Is there a snowball’s chance that this could be ever introduced into the public discourse or are we doomed to spend the rest of our days tethered to the faux realities of other people? Could an existential perspective ever creep into the grand discussion of our cultural story? All religions and totemic mindsets rely on the faceless masses to perpetrate them. Does it really matter which dogma it comes from? Human beings have been slicing and dicing each other since time immemorial. Maybe this set of guidelines is not working anymore. If cultures can still stone their women with impunity or vilify minorities without public outrage maybe its time to change course and head for a place where there are no fairies or elves, where possibility is boundless, where the remorselessness of reality is a boon not a hindrance.
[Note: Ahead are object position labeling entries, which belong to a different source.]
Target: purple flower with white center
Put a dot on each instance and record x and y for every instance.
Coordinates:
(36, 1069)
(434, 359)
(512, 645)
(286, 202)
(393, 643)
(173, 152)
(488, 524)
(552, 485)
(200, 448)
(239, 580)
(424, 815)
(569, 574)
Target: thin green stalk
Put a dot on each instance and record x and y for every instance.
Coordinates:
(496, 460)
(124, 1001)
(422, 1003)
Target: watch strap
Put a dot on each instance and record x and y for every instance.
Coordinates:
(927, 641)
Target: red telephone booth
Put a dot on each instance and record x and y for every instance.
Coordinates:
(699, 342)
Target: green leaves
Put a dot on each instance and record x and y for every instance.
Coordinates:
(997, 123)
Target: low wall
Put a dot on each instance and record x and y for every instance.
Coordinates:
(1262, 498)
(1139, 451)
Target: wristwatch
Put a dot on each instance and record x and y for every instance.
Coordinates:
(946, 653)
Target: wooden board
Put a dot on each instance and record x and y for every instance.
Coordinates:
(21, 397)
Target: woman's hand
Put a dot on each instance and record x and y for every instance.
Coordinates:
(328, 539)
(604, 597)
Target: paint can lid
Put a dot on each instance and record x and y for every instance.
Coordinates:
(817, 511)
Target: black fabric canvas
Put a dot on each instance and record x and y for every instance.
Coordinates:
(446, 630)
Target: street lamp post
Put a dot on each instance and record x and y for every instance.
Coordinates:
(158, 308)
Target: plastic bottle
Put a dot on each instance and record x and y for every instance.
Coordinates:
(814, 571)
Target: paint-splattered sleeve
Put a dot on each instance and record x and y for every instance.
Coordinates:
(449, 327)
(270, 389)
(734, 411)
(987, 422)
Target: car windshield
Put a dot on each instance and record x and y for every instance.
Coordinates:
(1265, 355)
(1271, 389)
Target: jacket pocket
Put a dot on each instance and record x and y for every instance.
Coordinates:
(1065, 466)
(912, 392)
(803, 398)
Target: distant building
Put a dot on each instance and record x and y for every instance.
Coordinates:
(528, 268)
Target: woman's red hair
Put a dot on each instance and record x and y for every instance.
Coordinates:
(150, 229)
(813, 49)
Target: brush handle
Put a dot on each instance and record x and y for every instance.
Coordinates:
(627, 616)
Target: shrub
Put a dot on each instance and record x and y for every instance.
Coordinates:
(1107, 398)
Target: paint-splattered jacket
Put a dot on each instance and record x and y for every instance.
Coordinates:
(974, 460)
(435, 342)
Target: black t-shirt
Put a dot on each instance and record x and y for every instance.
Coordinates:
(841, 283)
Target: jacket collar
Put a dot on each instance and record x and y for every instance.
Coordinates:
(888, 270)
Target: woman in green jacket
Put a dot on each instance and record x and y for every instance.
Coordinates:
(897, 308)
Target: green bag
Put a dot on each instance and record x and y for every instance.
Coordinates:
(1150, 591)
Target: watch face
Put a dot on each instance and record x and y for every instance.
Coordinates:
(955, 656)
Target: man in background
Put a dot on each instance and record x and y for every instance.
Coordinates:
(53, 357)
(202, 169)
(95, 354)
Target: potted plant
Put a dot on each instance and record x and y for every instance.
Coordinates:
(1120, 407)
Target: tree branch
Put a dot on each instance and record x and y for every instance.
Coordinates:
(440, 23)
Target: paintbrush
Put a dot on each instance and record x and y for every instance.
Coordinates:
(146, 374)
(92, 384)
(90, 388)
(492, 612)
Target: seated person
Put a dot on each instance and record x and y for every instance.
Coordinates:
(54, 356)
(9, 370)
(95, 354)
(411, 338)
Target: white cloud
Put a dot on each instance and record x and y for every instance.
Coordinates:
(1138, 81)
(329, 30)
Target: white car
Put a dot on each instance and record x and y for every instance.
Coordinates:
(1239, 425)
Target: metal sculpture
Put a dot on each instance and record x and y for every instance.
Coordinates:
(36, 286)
As President Obama creeps toward the end of his theatrical run you will hear the low hum of dissatisfaction getting louder and louder. It is not because the public has suddenly awakened and realized that his administration was as bankrupt as the last, it’s just that they’ve realized they’ve seen this show before.

 As a species we must find another vessel to pour our hopes into. Year after year we choose politicians that mirror our beliefs and our desires. We look to elect politicians who represent us. Vote for Joe Blow! He’s one of us! A man just like you and me? Why would anyone want that? We’re losers!